The late Sir John Eccles, a neuroscientist who won the Nobel Prize for medicine in 1963 for his work on brain cell connections (synapses) and was considered by many to be one of the greatest neuroscientists of the twentieth century, was perhaps the most distinguished scientist who argued in favor of such a separation between mind, consciousness and the brain. He argued that the unity of conscious experience was provided by the mind and not by the machinery of the brain. His view was that the mind itself played an active role in selecting and integrating brain cell activity and molded it into a unified whole. He considered it a mistake to think that the brain did everything and that conscious experiences were simply a reflection of brain activities, which he described as a common philosophical view:
'If that were so, our conscious selves would be no more than passive spectators of the performances carried out by the neuronal machinery of the brain. Our beliefs that we can really make decisions and that we have some control over our actions would be nothing but illusions.
Top Down Causation
Top down causation: there are different kinds but in general its when a cause is coming down from a higher system to one upon which it is not dependent, but the system receiving the causal effect is dependent upon the higher system.Top down causation would argue against reduction because you can't reduce it to the lower system. Problem of binding is an example becuase binding of all different aspects of consciousness and brain function in one package, the self awareness and integrity of the individual rather than a schizoid consciousness, is dependent upon things outside the system that produces the consciousness effects.
*problem of binding
There is a problem with understanding what it is that binds together the unity of a conscious experience. We have many different kinds of conscious faculty at work in the process of being conscious, symbolic thinking, literal thinking, sense of temporal, sense of reality, and physical perceptions. Somehow it all gets brought together into one coherent sense of perceptions. How are the individual aspects, such as color, form, the temporal, and united into a coherent whole experience? Unification of experience is not achieved anatomically. There is “no privileged places of structures in the brain where everything comes together…either for the visual system by itself or for sensory system as a whole ”  McDougall took it as something that physicalilsm can’t explain. Dennett and Kinsbourne recognize the phenomena marking top down causation and acknowledge it, they spin it as undermining unity. The old approach was to assume there must be an anatomical center for binding. Without finding one the assumption was that it couldn’t be explained. Modern explanations of unity are based upon a functional approach.

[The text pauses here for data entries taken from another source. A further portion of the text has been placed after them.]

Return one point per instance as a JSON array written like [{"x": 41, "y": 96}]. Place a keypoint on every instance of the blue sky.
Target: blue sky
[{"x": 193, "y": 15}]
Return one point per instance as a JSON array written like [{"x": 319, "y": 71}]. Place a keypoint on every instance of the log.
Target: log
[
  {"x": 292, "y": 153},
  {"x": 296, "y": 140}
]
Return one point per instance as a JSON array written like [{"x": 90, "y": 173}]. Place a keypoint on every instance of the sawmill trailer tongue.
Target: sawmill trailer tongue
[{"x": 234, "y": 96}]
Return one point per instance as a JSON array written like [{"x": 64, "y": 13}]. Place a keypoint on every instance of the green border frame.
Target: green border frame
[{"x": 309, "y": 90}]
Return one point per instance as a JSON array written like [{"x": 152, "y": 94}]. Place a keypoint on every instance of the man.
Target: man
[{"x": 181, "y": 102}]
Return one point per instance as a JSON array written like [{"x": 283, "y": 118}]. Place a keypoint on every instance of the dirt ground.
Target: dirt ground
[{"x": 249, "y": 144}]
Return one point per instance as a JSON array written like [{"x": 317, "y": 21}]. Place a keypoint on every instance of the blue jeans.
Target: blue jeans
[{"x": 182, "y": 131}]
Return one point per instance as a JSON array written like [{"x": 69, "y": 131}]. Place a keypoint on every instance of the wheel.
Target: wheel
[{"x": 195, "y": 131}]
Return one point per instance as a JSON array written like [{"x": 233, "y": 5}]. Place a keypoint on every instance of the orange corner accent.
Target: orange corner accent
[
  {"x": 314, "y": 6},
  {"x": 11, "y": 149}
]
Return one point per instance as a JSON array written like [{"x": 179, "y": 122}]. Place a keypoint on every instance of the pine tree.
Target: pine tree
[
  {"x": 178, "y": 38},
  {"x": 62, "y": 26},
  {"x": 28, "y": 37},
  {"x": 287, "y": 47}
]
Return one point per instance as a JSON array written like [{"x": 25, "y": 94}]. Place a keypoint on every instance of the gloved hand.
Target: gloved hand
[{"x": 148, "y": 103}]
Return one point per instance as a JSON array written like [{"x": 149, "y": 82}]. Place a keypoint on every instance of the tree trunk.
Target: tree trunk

The essential concept common to all of them is that oscillatory electrical activity in widely distributed neural populations can be rapidly and reversibly synchronized in the gamma band of frequencies (roughly 30-70 Hz) thereby providing a possible mechanism for binding.” (von der Malsburg 1995). A great deal of sophisticated experimental and theoretical work over the past 20 years demonstrates that mechanisms do exist in the nervous system and they work in relation to the normal perceptual synthesis. Indeed Searl’s doctrine of biological naturalism has now crystallized neurophysiologically in the form of a family of global workspace theories, all of which make the central claim that conscious experience occurs specifically and only with large scale patters of gamma band oscillatory activity linking widely separated areas of the brain. 
In other words if consciousness was reducible to brain chemistry there should be an anatomical center in the brain that works to produce the binding effect. Yet the evidence indicates that binding mechanisms must be understood as functions of various areas outside either the brain (nervous system) or in different parts of the brain which means it can’t be reduced to just a physical apparatus but is systemic and that is indicative of top down causation.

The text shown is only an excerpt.